„Einatmen – Ausatmen – Annähern – Entfernen“ wirkt wie ein stiller innerer Rhythmus, ein sichtbarer Atem zwischen Nähe und Distanz, zwischen Wärme und Rückzug, zwischen dem Wunsch, sich der Welt hinzugeben, und der Notwendigkeit, sich wieder in sich selbst zurückzunehmen. Die horizontale Linie, die Wasser und Himmel voneinander trennt und zugleich verbindet, wird zu einer feinen Grenze zwischen dem Sichtbaren und dem Empfundenen. Sie steht für jenen schmalen Übergang, an dem Begegnung geschieht: dort, wo sich Innenwelt und Außenwelt berühren.
Die glühenden Orange-, Rot- und Goldtöne im oberen Bildraum tragen eine fast organische Lebendigkeit in sich.
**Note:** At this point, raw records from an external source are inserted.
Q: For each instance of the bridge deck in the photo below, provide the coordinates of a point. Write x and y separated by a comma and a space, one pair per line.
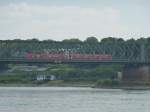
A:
25, 61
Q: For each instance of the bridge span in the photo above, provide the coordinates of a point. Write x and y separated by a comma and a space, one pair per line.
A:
44, 61
131, 68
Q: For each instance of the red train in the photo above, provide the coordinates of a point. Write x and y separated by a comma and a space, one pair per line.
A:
68, 56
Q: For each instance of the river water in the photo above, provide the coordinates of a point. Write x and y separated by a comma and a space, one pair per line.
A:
69, 99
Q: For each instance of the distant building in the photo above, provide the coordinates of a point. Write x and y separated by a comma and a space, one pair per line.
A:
45, 77
40, 77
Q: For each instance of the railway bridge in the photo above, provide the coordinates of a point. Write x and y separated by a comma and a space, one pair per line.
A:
135, 60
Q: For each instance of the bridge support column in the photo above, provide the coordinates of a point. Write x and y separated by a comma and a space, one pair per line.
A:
135, 74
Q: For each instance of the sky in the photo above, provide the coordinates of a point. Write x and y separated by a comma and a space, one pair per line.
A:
65, 19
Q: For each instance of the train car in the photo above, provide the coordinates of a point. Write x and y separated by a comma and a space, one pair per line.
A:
71, 56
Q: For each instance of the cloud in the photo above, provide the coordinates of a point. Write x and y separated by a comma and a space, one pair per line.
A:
58, 22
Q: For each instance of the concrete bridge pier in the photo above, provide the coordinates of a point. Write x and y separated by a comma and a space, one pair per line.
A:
135, 74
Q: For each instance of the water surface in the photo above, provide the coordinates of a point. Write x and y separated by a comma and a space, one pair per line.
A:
69, 99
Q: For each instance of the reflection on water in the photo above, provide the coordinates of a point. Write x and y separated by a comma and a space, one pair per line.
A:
68, 99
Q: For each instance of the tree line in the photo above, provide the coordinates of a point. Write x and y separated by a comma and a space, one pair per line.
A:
117, 47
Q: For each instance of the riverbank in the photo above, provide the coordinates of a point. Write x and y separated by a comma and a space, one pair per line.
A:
91, 85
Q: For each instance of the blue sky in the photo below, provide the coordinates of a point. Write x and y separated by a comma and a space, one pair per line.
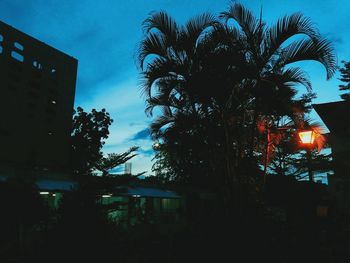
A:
103, 35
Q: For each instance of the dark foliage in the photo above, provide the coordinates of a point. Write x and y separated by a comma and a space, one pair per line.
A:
89, 130
345, 78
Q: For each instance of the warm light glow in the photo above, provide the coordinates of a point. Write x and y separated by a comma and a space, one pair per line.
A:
307, 137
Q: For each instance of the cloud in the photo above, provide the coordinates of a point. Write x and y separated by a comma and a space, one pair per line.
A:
141, 135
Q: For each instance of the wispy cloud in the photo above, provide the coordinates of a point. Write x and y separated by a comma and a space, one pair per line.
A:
141, 135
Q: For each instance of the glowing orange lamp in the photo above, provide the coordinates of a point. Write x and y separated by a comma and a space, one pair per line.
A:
307, 137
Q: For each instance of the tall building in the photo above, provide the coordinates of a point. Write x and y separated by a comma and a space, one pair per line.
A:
37, 88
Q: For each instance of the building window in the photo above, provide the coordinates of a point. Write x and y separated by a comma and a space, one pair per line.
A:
37, 65
18, 46
1, 40
17, 56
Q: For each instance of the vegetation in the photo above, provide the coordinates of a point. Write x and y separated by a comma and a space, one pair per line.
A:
89, 132
345, 78
214, 80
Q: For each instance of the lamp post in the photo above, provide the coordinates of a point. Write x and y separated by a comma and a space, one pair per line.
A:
307, 139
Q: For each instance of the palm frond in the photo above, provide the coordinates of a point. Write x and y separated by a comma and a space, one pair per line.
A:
194, 28
320, 50
296, 76
153, 44
285, 28
245, 19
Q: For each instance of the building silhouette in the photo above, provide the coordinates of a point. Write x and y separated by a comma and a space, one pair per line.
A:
336, 116
36, 104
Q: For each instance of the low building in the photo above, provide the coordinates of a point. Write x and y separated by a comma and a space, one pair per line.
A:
336, 116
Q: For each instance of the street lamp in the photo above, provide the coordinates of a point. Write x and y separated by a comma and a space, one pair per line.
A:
307, 139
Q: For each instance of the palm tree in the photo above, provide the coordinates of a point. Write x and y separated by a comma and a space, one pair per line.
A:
271, 51
210, 73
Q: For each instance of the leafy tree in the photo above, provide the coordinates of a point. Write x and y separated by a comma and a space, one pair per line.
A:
345, 77
89, 132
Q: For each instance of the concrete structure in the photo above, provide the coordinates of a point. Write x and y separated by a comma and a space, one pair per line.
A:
36, 103
336, 116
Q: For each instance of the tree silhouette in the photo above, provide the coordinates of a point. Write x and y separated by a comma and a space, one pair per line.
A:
345, 78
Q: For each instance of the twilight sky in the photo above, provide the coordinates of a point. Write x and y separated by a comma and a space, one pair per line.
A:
103, 35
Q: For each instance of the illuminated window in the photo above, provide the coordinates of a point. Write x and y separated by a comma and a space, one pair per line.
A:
1, 39
18, 46
37, 65
17, 56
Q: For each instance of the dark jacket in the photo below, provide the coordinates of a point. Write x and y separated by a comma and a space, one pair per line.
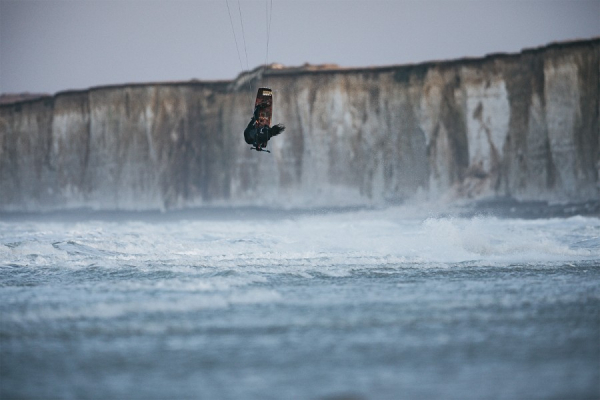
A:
254, 136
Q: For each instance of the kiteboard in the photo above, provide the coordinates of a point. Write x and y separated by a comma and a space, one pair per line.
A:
264, 98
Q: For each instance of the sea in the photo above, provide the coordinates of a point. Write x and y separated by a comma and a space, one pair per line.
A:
356, 303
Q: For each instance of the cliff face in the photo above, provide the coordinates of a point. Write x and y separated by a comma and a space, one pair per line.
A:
524, 125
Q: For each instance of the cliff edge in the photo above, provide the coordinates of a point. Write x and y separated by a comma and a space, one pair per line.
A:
524, 126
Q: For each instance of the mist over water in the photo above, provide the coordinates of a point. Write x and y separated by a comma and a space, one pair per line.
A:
351, 304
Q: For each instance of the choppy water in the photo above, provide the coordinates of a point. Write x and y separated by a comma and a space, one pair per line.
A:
239, 305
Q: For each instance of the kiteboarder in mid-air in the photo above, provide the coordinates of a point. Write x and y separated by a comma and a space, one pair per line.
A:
258, 132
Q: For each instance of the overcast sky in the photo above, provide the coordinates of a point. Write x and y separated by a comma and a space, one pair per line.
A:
49, 45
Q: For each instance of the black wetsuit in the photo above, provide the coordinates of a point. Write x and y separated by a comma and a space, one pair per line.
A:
255, 136
259, 137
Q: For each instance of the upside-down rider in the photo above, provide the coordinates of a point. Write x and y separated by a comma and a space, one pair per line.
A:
258, 135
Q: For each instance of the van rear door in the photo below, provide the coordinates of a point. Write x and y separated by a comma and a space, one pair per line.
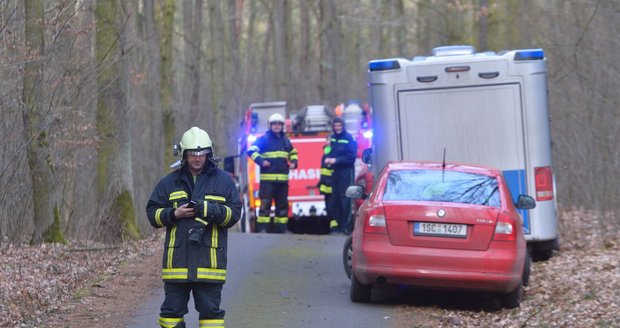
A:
475, 124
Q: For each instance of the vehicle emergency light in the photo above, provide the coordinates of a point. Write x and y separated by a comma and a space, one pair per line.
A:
544, 183
383, 65
532, 54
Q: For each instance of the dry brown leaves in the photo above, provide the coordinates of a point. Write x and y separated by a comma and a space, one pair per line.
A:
578, 287
36, 281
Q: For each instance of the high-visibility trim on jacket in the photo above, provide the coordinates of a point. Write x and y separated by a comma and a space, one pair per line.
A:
262, 219
273, 177
292, 155
216, 198
173, 234
325, 189
211, 323
158, 217
278, 150
174, 273
275, 154
169, 322
211, 274
178, 195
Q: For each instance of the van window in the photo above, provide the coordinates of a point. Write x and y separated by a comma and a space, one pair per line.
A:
442, 186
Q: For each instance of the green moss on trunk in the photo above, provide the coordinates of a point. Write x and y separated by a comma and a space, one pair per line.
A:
126, 214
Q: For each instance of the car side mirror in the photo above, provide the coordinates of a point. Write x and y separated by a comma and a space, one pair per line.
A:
355, 192
367, 156
526, 202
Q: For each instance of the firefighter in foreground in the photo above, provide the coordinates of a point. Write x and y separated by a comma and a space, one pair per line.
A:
197, 204
341, 159
275, 155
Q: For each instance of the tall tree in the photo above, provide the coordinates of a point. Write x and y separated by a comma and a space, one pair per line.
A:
114, 180
167, 80
330, 52
46, 210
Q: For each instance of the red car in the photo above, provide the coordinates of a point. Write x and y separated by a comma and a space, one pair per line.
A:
444, 226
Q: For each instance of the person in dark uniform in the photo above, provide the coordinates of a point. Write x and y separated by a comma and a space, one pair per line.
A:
197, 204
275, 155
342, 159
325, 183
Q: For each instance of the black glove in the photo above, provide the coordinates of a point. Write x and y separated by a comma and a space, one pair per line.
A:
196, 232
216, 212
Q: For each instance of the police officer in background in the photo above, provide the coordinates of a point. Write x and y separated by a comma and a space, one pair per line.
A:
197, 204
275, 155
341, 159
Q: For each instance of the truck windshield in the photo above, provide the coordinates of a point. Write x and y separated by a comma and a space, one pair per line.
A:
437, 186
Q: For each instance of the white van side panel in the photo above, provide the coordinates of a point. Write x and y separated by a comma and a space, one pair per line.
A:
432, 120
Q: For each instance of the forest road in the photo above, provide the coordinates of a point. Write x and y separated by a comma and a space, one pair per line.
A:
282, 281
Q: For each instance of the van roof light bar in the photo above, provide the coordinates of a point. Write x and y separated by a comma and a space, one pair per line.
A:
529, 54
453, 50
383, 65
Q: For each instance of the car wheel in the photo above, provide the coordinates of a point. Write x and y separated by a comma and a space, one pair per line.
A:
360, 293
513, 299
526, 268
347, 256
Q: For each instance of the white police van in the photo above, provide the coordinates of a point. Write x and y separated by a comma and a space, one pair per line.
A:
482, 108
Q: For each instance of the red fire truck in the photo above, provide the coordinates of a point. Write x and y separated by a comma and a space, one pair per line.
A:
308, 131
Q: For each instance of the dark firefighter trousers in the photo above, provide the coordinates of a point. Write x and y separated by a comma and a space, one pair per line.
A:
339, 206
207, 298
278, 192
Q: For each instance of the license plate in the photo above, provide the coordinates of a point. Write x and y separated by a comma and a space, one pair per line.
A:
440, 229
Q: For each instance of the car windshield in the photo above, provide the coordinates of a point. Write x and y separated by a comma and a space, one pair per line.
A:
442, 186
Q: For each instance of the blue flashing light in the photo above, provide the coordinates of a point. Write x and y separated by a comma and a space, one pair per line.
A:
383, 65
531, 54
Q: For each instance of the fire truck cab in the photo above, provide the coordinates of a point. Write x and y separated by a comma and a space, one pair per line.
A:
308, 131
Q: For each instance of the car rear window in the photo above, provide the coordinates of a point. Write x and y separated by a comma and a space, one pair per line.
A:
442, 186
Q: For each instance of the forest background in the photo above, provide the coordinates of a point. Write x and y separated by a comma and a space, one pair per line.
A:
94, 93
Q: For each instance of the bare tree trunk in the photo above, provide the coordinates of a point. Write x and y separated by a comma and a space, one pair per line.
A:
330, 52
483, 25
167, 80
114, 180
195, 71
46, 211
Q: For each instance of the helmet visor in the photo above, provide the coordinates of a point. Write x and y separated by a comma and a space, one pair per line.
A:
196, 152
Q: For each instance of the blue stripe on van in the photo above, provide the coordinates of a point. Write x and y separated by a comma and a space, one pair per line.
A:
517, 185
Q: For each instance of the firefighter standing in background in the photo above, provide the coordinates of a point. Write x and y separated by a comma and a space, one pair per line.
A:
325, 182
275, 155
342, 160
197, 204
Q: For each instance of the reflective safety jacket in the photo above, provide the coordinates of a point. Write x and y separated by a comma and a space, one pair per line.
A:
278, 150
325, 180
343, 149
218, 198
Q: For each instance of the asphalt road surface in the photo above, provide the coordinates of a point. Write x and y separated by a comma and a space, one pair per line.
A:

Sie erinnern an einen Sonnenaufgang, an Feuer, an Bewegung, aber zugleich auch an den ersten tiefen Atemzug eines neuen Bewusstseins. Hier scheint das Bild zu atmen. Das Einatmen wird spürbar als Annäherung: ein Öffnen, ein Zulassen, ein mutiges Sich-Hinwenden zum Leben. Die Farben dehnen sich aus, fließen ineinander, verlieren ihre starre Form und zeigen, dass alles Lebendige im Wandel geschieht.
Dem gegenüber steht die weiche, ruhige Spiegelung im Wasser. Sie bringt das Ausatmen ins Werk, das Loslassen, das Zurückgleiten, das Entfernen. Doch dieses Entfernen ist kein Verlust. Es ist ein notwendiger Raum, in dem Erkenntnis wachsen darf. Distanz wird hier nicht als Trennung verstanden, sondern als Form von Klarheit. Was sich im Wasser spiegelt, erscheint sanfter, stiller, beinahe entrückt, als würde das Bild sagen: Erst wenn wir einen Schritt zurückgehen, erkennen wir die Tiefe dessen, was uns berührt.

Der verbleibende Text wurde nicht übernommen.